The ADB has lent US$200mn to finance Indian climate change projects, in the week that the Indian government ratified the Paris Agreement.
India is the world’s third-largest CO2 emitter, after China and the US, accounting for 4.5% of the global total. The Paris Agreement commits India to reducing the energy intensity of its economy by 33% from 2005 levels by 2020.
The ADB has estimated that to achieve an intermediate reduction of 20% by 2020, India will need to invest US$68bn in energy efficiency measures. The development bank is to expand its regional lending in the sector to US$6bn by the same year.
The borrower on this project is Energy Efficiency Services (EESL), a joint venture between four public sector bodies – the National Thermal Power Corporation, Powergrid Corporation of India, Power Finance Corporation and Rural Electrification Corporation.
This US$200mn will be matched by US$200mn from the books of EESL, which in turn will be matched by US$400mn from the Indian government.
The money will finance energy-saving projects that typically have trouble attracting commercial financing. EESL will make loans available for installing light-emitting diode (LED) municipal streetlights, energy-efficient domestic lights and fans, and energy-efficient agriculture water pumps.
In total, the investment is expected to fund 1.5 million LED street lamps, 42 million LED household lamps, ceiling fans and LED tube lights, and 225,000 new pumps. Initially, these will be in the states of Andhra Pradesh, Goa, Karnataka, Maharashtra, Rajasthan, Telangana and Uttar Pradesh.
This, the ADB says, will end up saving around 3,800GW hours of energy a year, equivalent to the annual output of two 300MW coal-fired power stations.
“This scale of transition cannot fail to impact the trade of a whole range of goods and commodities, and therefore those that finance that trade,” Thomas Verhagen, CISL
The Paris Agreement is likely to be cemented this week, with the EU Parliament today (October 4) voting overwhelmingly to ratify.
The agreement requires at least 55 countries with combined carbon emissions of 55% of the global total to ratify before it passes into law.
While India became the 62nd country to ratify, the EU’s rubberstamp will take it past the 55% mark, given that the bloc accounts for 12% of global emissions.
Canada will also ratify the pact this week. Prime minister Justin Trudeau has told Parliament that his government would impose a tax on carbon emissions in 2018 in order to meet the targets.

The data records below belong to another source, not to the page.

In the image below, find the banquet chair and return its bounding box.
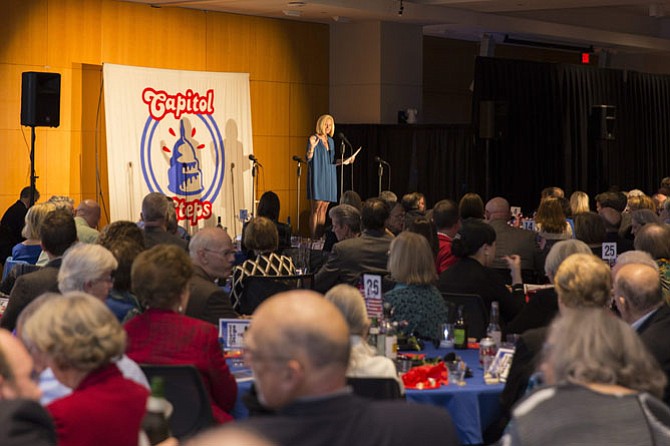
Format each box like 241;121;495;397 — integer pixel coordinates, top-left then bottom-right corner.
140;364;214;440
442;293;489;340
347;378;403;400
237;273;314;314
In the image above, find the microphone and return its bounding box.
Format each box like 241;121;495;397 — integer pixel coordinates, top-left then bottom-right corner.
375;156;390;166
337;132;351;147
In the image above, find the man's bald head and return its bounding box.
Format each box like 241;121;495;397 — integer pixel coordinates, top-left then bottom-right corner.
244;290;349;409
0;329;41;401
614;263;663;323
74;200;100;228
485;197;511;221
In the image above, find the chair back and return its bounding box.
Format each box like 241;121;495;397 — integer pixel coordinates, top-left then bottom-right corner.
347;378;403;400
237;274;314;314
442;293;489;339
140;364;214;440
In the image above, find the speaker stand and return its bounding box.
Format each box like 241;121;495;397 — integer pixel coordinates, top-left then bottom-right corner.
30;125;37;206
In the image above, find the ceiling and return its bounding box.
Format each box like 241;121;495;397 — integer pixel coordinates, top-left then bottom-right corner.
129;0;670;54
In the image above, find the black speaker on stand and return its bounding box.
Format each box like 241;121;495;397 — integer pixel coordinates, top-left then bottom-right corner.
21;71;60;206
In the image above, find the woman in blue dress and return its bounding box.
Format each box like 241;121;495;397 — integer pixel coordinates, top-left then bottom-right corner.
307;115;354;240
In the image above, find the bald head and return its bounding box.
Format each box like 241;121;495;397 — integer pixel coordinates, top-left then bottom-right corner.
0;330;41;400
74;200;100;228
244;290;349;409
485;197;511;221
614;263;663;323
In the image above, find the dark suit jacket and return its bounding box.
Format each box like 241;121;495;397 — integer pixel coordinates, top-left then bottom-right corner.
314;230;393;293
124;308;237;423
0;399;56;446
185;265;238;327
0;257;63;331
240;394;460;446
637;304;670;404
488;220;544;272
144;227;188;252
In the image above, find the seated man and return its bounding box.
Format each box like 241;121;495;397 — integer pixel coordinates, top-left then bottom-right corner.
234;291;459;446
314;198;392;293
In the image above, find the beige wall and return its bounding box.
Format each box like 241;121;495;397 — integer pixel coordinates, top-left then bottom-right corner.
0;0;329;232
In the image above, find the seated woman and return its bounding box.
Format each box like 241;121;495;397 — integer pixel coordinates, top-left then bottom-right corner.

The Paris Agreement is an effort to cap global warming at under 2% of pre-industrial revolution levels, ideally under 1.5%. The ambitious target was welcomed by environmental groups and is likely to have far-reaching consequences for global trade.
Thomas Verhagen of the Cambridge Institute for Sustainable Leadership describes it as a “game-changer”, and says that those involved in trade finance will have to revise their practices accordingly.
Speaking on the ratification by China and the US in September, he told GTR: “The Paris Climate Agreement will, I think, be seen by leaders across the financial sector as evidence that governments are serious about transforming the global economy. This scale of transition cannot fail to impact the trade of a whole range of goods and commodities, and therefore those that finance that trade.”
Already, large agri-business companies have launched an alliance to collectively tackle the environmental and social challenges facing agricultural supply chains.
The Global Agri-business Alliance (GAA) was launched in September in Singapore by 36 large companies, including Olam International, Sime Darby, Saudi Arabia Basic Industries Corporation (SABIC) and Agrocorp International.
Billed as “a CEO-led private sector initiative seeking to contribute significantly to the delivery of the UN Sustainable Development Goals (SDGs) by 2030”, the group will be headquartered in Kuala Lumpur. Its core aim will be to “end hunger, achieve food security and improved nutrition, and promote sustainable agriculture”.